There are two types of tags. 1) Passive – a tag which does not have internal power, but rather uses the electric pulse sent to it to wake-up and sends a response. 2) Active – a tag that uses internal power to provide an ID response.
Two examples you can identify with would be a passive RFID tag used in a shopping mall or clothing store. These are tags attached to clothing (or item) which sound a store alarm when not removed.
An example of the active RFID tag would be the toll-road transponders. Here you have a battery-powered RFID unit that communicates with the toll-road service to auto charge your account for use of the road.

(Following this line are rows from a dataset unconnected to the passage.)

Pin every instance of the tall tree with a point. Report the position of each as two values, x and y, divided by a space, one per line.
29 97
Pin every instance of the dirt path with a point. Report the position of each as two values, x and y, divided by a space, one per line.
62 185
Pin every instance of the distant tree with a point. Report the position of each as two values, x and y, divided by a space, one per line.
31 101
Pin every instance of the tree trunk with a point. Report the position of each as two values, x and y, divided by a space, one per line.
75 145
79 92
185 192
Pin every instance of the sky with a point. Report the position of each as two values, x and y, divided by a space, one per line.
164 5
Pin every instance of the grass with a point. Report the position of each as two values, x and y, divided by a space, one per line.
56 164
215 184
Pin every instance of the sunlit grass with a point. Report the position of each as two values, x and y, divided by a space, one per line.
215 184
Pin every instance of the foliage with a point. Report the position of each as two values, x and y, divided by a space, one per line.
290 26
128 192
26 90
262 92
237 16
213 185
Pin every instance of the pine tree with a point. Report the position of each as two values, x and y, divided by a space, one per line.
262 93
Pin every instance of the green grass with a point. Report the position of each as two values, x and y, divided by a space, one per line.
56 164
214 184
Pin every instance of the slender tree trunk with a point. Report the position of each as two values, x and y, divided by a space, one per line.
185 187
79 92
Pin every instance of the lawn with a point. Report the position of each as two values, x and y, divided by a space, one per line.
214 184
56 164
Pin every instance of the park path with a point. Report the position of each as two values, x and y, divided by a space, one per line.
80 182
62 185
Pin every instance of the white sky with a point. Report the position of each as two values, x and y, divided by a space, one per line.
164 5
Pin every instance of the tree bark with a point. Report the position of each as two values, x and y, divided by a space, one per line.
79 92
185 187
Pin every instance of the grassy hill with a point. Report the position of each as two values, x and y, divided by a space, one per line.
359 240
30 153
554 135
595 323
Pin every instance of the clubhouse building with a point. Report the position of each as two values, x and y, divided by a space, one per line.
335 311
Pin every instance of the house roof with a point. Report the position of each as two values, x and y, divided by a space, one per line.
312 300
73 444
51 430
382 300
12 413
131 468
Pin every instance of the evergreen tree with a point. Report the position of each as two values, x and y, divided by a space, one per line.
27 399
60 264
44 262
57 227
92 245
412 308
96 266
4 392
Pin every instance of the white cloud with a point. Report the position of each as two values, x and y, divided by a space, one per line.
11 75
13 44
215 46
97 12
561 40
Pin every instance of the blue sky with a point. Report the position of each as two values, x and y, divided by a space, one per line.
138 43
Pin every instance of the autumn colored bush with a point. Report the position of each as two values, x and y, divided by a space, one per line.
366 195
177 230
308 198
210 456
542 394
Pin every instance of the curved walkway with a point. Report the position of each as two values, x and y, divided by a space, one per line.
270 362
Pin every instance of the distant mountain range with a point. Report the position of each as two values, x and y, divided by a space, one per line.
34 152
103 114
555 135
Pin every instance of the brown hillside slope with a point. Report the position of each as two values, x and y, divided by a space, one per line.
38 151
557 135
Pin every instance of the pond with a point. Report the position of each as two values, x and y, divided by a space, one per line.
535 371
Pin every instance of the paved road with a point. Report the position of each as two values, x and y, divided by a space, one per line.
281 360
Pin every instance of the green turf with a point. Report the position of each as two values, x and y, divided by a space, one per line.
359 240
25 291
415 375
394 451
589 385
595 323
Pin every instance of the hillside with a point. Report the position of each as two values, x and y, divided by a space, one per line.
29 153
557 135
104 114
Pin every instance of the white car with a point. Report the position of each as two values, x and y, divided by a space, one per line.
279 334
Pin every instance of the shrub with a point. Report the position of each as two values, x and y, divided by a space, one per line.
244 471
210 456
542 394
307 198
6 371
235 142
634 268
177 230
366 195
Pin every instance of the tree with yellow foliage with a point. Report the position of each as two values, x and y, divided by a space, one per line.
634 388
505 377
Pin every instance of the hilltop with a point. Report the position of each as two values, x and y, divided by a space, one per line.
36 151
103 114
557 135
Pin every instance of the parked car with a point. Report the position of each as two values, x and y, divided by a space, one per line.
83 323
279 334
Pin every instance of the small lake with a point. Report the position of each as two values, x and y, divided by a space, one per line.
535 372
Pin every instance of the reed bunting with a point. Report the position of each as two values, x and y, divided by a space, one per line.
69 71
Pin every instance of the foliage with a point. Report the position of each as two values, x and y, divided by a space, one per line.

NFC or Near Field Communication – NFC is a wireless technology aimed at being used in mobile phones. The premise of this technology is based on magnetic field induction. In other words, a magnetic field is used to activate a device when nearby. The furthest distance NFC works are 20 centimeters – so I’m talking real close!
An interesting example would be walking past a movie poster and waving your cell phone in front of it to download the trailer. A real-world example is using your mobile phone to make a payment and rather than swipe a credit card you would simply touch the phone to a terminal and the transaction would be executed. This technology is also being implemented into credit cards.
ZigBee – Is a wireless protocol used in low-powered devices that don’t transfer a lot of data, need long battery life, and communicate on a secure network. ZigBee technology is based on RF or radiofrequency applications.
A practical example of ZigBee technology is a home network system controlling items such as lights, security systems, fire alarms, heating, and air conditioning. This example demonstrates each “item” needing to communicate with a central station and have low data transfer needs (light on, light off) along with long battery life.
In the picture, you can see the red lines as routing links where the wireless signal “touches” each device along with a grey link which leads to an endpoint, or control point.
If you notice, I have not included WiFi and the reason is simple. WiFi is not a technology embedded into a product. Also, WiFi needs configuration and is not plug-n-play as the technologies mentioned above. The strength in WiFi is the ability to handle multiple devices over a longer distance while maintaining high transfer rates.
Keep in mind, this article is a high-level overview of built-in wireless technologies and there is an infinite amount of information available for each technology.